Pour tâcher de savoir au juste avec qui nous avions affaire, nous délayâmes une poignée de farine d'avoine dans une des pièces de notre vaisselle de bois ; nous la plaçâmes à l'entrée de la tente, et nous rentrâmes. Bientôt nous vîmes l'animal s'avancer à pas lents, s'arrêter, puis avancer encore. Enfin il aborda franchement le plat et lapa avec vitesse le souper que nous lui avions préparé. Il nous fut alors facile de reconnaître un chien. Il était d'une grosseur prodigieuse. Après avoir bien nettoyé et récuré de sa langue son assiette de bois, il se coucha sans façon à l'entrée de la tente ; nous suivîmes son exemple, et nous nous endormîmes avec calme, contents d'avoir rencontré un protecteur au lieu d'un ennemi.

Le matin, à notre réveil, nous pûmes considérer au grand jour et à loisir ce chien qui, après nous avoir tant effrayés, s'était livré à nous avec un entier abandon.
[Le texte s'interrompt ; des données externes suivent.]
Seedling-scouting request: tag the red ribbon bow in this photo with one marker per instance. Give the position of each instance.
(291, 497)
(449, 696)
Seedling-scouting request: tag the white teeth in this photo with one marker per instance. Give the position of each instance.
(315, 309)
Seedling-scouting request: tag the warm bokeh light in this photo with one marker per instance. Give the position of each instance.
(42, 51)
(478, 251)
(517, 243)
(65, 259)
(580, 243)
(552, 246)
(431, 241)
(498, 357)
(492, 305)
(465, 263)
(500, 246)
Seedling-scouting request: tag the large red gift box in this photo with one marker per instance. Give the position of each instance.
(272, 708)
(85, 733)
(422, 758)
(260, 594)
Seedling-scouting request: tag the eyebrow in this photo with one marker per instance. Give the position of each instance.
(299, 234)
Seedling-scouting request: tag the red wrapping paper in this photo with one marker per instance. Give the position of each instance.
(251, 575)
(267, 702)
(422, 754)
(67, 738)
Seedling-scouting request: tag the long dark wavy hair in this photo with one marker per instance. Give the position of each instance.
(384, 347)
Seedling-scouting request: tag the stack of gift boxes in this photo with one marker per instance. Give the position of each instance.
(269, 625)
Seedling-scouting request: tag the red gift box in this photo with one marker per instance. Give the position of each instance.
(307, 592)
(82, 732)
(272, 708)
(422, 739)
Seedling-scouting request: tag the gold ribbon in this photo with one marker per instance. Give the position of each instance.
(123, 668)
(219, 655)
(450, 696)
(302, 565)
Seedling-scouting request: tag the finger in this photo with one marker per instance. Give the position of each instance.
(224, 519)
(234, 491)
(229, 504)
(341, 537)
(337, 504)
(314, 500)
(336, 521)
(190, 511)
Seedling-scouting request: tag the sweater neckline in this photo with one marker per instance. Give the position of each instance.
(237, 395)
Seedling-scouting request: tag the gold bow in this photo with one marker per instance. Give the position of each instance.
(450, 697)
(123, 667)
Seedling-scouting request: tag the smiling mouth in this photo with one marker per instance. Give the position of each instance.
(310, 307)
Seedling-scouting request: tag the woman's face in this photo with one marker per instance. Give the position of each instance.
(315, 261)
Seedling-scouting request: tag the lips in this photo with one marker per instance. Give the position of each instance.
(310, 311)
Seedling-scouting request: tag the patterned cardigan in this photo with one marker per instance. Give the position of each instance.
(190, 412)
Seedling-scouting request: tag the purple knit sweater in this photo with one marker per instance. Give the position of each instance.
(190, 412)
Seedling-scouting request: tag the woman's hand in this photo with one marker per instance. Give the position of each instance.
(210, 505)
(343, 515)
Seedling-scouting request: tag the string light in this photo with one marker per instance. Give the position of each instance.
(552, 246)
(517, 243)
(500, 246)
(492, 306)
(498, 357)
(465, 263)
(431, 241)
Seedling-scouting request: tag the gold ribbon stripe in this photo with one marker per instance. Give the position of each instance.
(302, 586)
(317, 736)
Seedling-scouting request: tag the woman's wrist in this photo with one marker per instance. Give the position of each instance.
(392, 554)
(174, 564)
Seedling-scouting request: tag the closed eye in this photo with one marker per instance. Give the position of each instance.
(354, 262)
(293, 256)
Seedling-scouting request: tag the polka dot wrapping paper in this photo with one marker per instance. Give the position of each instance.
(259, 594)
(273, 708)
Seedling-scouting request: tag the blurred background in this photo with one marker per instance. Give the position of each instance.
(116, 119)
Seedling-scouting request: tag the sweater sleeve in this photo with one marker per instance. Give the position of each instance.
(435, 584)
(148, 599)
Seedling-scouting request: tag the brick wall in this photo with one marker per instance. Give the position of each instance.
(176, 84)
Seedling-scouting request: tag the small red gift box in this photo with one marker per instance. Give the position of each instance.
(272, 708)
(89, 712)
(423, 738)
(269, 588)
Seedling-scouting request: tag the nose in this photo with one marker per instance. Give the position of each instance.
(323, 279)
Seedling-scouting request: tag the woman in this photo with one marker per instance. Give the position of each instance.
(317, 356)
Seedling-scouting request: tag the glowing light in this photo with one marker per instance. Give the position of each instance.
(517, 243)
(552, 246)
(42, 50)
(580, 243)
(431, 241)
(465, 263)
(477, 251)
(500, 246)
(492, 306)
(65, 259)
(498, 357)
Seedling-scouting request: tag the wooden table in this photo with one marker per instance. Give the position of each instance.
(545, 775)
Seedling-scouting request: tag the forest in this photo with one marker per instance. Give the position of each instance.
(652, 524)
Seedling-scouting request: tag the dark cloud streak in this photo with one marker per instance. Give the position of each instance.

Il était de couleur rousse, et d'une taille extraordinairement grande ; l'état de maigreur dans lequel il se trouvait témoignait qu'il s'était égaré déjà depuis longtemps. Une jambe disloquée, et qu'il traînait en marchant, donnait à son allure un certain balancement qui avait quelque chose de formidable. Mais il était surtout effrayant, quand il faisait résonner le timbre de sa voix caverneuse et sauvage. Nous ne pouvions l'entendre, sans nous demander si l'être que nous avions sous les yeux appartenait bien réellement à la race canine.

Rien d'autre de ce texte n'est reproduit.